### modelを作るclassの中に関数を入れて実行するタイプのもの

In [9]:
import numpy as np
import torch
import torch.nn as nn
import torch.optim as optim
import torch.autograd as autograd
import torch.nn.functional as F
from torchvision import datasets, transforms, models
import matplotlib.pyplot as plt
import os
from sklearn.utils import shuffle
from sklearn.metrics import f1_score
from sklearn.model_selection import train_test_split
from sklearn.metrics import accuracy_score



In [10]:
config={
    'BatchSize':128,
    'seed':42,
    'n_epochs' : 50,
    'lr' : 0.01
}


cifar-10のデータをロードするだけの項

In [11]:

trainval_dataset = datasets.CIFAR10('../data/cifar10', train=True,download=True,transform=transforms.ToTensor())

# 前処理を定義
transform = transforms.Compose([transforms.ToTensor()])

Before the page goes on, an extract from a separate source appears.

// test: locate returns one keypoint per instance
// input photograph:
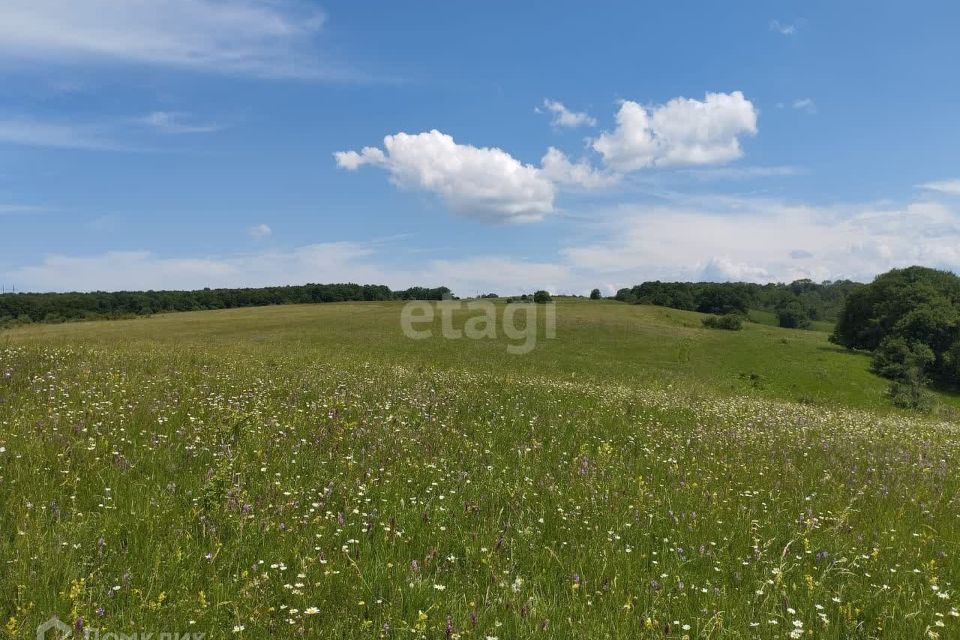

trainval_dataset = datasets.CIFAR10('../data/cifar10', train=True, transform=transform)

# trainとvalidに分割
train_dataset, val_dataset = torch.utils.data.random_split(trainval_dataset, [len(trainval_dataset)-10000, 10000],generator=torch.Generator().manual_seed(config['seed']))

dataloader_train = torch.utils.data.DataLoader(
    train_dataset,
    batch_size=config['BatchSize'],
    shuffle=True
)

dataloader_valid = torch.utils.data.DataLoader(
    val_dataset,
    batch_size=config['BatchSize'],
    shuffle=True
)

print("Train data number:{}, Valid data number: {}".format(len(train_dataset), len(val_dataset)))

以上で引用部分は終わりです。